There are 4 previous reports on DRESS caused by lenalidomide (Table I) (4–7). Since HHV-6 reactivation is not included in the DRESS criteria (2), HHV-6 reactivation was investigated in only 2 cases (excluding the current case) and found in one. Since the current case fulfilled both the DiHS and DRESS criteria, this case is the second definite DRESS with HHV-6 reactivation or typical DiHS. CMV reactivation was also detected in the current patient. A recent report has clarified that CMV DNA positivity affects the clinical course and prognosis of patients with DiHS/DRESS; CMV DNA-positive cases took a more severe and protracted course and had a higher risk of developing CMV-related complications, such as pneumonia, peritonitis, and intestinal bleeding (8). Since CMV reactivation was not investigated in other cases, its involvement in the pathogenesis of lenalidomide-DiHS/DRESS cases have to be confirmed by further studies.

As shown in Table I, all patients with DiHS/DRESS caused by lenalidomide had a medical history of hypertension, diabetes mellitus, and/or renal dysfunction, suggesting that these underlying conditions could be risk factors for lenalidomide-related-DiHS/DRESS. Alternatively, the drugs used for treating these diseases may affect the immunomodulatory activity of lenalidomide.

What is the mechanism for lenalidomide caused DiHS/DRESS? Reductions in CD56⁺ NK cells, CD19⁺ B cells and serum Ig levels and increases in CD4⁺CD25⁺Foxp3⁺ Tregs are observed in the acute phase of DiHS/DRESS (1). Thalidomide, lenalidomide, and pomalidomide bind to cereblon (CRBN), which activates the enzymatic activity of the CRBN E3 ubiquitin ligase complex, leading to the ubiquitination and proteasome-dependent degradation of Ikaros and Aiolos (transcription regulators of B cell development) (9, 10). Under normal conditions, Ikaros stimulates the expression of interferon regulatory factor 4 (IRF4), a key regulator of B cell development at the pre-B cell stage and plasma cell differentiation. Aiolos is required for normal plasma cell development in mice. Thus, the degradation of Ikaros and Aiolos by lenalidomide suppresses the function of B cells and myeloma growth.
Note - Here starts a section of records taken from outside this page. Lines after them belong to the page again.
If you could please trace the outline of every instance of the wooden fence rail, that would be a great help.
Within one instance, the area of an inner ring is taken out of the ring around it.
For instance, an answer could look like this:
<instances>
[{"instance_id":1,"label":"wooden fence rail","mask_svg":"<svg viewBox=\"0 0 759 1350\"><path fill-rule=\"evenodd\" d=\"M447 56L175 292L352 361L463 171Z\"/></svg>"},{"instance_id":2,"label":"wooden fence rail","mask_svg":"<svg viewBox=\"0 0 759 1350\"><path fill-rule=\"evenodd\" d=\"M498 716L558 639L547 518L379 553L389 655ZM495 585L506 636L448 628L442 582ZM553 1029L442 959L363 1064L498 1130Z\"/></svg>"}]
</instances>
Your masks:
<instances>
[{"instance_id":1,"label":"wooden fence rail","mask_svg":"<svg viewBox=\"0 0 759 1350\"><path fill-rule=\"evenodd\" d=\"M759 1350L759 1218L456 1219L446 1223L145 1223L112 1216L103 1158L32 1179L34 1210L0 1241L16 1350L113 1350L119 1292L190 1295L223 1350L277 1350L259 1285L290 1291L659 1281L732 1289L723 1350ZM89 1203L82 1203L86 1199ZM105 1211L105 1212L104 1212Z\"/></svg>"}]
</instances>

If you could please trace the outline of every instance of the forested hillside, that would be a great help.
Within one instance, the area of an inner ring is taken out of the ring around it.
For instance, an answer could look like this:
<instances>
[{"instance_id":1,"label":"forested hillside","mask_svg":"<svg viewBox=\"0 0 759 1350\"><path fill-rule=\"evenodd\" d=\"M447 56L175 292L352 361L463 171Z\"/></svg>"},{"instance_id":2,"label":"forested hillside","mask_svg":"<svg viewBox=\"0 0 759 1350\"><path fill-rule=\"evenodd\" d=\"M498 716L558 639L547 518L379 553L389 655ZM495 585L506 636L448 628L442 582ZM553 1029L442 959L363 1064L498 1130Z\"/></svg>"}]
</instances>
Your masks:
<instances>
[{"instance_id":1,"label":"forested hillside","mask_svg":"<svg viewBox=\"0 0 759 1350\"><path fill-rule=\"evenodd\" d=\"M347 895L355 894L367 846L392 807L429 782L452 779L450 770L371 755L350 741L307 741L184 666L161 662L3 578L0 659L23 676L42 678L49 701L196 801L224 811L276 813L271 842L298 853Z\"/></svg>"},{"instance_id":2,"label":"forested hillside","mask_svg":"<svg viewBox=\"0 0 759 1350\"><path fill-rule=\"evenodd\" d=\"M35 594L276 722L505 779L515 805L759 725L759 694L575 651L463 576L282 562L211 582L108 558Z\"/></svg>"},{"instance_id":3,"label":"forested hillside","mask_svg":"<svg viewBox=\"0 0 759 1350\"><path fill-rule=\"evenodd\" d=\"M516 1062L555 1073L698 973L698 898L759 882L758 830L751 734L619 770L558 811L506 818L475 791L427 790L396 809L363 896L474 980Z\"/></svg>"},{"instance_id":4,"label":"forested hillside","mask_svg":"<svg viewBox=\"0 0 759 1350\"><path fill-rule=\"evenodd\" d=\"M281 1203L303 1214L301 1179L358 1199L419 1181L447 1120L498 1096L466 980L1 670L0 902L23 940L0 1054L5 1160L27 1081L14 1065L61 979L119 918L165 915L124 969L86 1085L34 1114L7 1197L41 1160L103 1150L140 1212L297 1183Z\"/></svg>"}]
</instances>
Lenalidomide also affects T cell function through IL-2, which is required for the maintenance of Tregs (11). Since Ikaros normally suppresses IL-2 expression in T cells, its loss due to lenalidomide may activate T-cell mediated immune responses and increase the Treg population by the upregulation of IL-2 production.

Causative agents of DiHS/DRESS, such as anticonvulsants and sulphonamides, commonly affect B cell differentiation and inhibit immunoglobulin production, although they have different pharmacological effects. However, the molecular mechanism underlying the immunosuppressive effects of these drugs remains to be elucidated. Although the number of DiHS/DRESS cases caused by thalidomide derivatives is still limited, analysis of the cereblon–Ikaros/Aiolos-IRF4/Il-2 signalling pathway could be helpful in clarifying the mechanism of the impairment of B and T cell functions in DiHS/DRESS.

The authors have no conflicts of interest to declare.